For booster=dart only: sample_type. Possible values are "uniform", "weighted".

Default value: "uniform"

Also available on the trained model.

saveMatrixDirectory

Directory where to save matrices passed to XGBoost library. Useful for debugging.

Scala default value: null ; Python default value: None

Also available on the trained model.

scoreEachIteration

Whether to score during each iteration of model training.

Scala default value: false ; Python default value: False

Also available on the trained model.

scoreTreeInterval

Score the model after every so many trees. Disabled if set to 0.

Default value: 0

Also available on the trained model.

seed

Seed for pseudo random number generator (if applicable).

Scala default value: -1L ; Python default value: -1

Also available on the trained model.

skipDrop

For booster=dart only: skip_drop (0..1).

Scala default value: 0.0f ; Python default value: 0.0

Also available on the trained model.

splitRatio

Accepts values in range [0, 1.0] which determine how large part of dataset is used for training and for validation. For example, 0.8 -> 80% training 20% validation. This parameter is ignored when validationDataFrame is set.

Default value: 1.0

stoppingMetric

Metric to use for early stopping (AUTO: logloss for classification, deviance for regression and anonomaly_score for Isolation Forest). Note that custom and custom_increasing can only be used in GBM and DRF with the Python client. Possible values are "AUTO", "deviance", "logloss", "MSE", "RMSE", "MAE", "RMSLE", "AUC", "AUCPR", "lift_top_group", "misclassification", "mean_per_class_error", "anomaly_score", "custom", "custom_increasing".

Default value: "AUTO"

Also available on the trained model.

stoppingRounds

Early stopping based on convergence of stopping_metric. Stop if simple moving average of length k of the stopping_metric does not improve for k:=stopping_rounds scoring events (0 to disable).

Default value: 0

Also available on the trained model.

stoppingTolerance

Relative tolerance for metric-based stopping criterion (stop if relative improvement is not at least this much).

Default value: 0.001

Also available on the trained model.

subsample

(same as sample_rate) Row sample rate per tree (from 0.0 to 1.0).

Default value: 1.0

Also available on the trained model.

treeMethod

Tree method. Possible values are "auto", "exact", "approx", "hist".

Default value: "auto"

Also available on the trained model.

tweediePower

Tweedie power for Tweedie regression, must be between 1 and 2.

Default value: 1.5

Also available on the trained model.

validationDataFrame

A data frame dedicated for a validation of the trained model. If the parameters is not set,a validation frame created via the ‘splitRatio’ parameter.

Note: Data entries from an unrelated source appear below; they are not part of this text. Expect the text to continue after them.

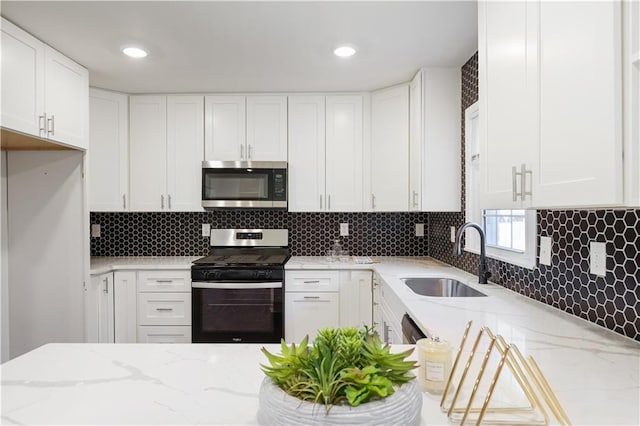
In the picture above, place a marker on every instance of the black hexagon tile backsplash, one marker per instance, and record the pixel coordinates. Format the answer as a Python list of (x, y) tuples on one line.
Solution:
[(612, 301)]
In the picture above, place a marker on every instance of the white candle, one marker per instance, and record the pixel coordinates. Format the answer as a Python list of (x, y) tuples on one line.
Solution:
[(434, 364)]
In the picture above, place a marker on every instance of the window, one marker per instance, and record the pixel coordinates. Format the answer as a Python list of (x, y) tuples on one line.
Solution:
[(510, 234)]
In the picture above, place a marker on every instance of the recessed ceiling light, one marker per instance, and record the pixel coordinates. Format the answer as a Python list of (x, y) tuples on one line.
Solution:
[(344, 51), (134, 52)]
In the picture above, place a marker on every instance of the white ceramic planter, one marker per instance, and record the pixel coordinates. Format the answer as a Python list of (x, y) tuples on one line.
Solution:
[(279, 408)]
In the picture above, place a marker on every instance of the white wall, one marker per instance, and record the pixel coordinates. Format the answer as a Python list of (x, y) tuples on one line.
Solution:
[(46, 230), (4, 265)]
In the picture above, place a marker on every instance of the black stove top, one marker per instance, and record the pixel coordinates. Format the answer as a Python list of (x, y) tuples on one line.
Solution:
[(245, 257)]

Scala default value: null ; Python default value: None

weightCol

Column with observation weights. Giving some observation a weight of zero is equivalent to excluding it from the dataset; giving an observation a relative weight of 2 is equivalent to repeating that row twice. Negative weights are not allowed. Note: Weights are per-row observation weights and do not increase the size of the data frame. This is typically the number of times a row is repeated, but non-integer values are supported as well. During training, rows with higher weights matter more, due to the larger loss function pre-factor.

Scala default value: null ; Python default value: None

Also available on the trained model.

withContributions

Enables or disables generating a sub-column of detailedPredictionCol containing Shapley values.

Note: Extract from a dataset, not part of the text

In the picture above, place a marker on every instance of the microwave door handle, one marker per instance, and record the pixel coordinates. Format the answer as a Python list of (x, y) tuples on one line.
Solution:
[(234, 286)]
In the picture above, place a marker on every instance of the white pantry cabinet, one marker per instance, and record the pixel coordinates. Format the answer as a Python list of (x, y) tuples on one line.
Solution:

Scala default value: false ; Python default value: False

Also available on the trained model.

withLeafNodeAssignments

Enables or disables computation of leaf node assignments.

Scala default value: false ; Python default value: False

Also available on the trained model.

withStageResults

Enables or disables computation of stage results.

Scala default value: false ; Python default value: False

Also available on the trained model.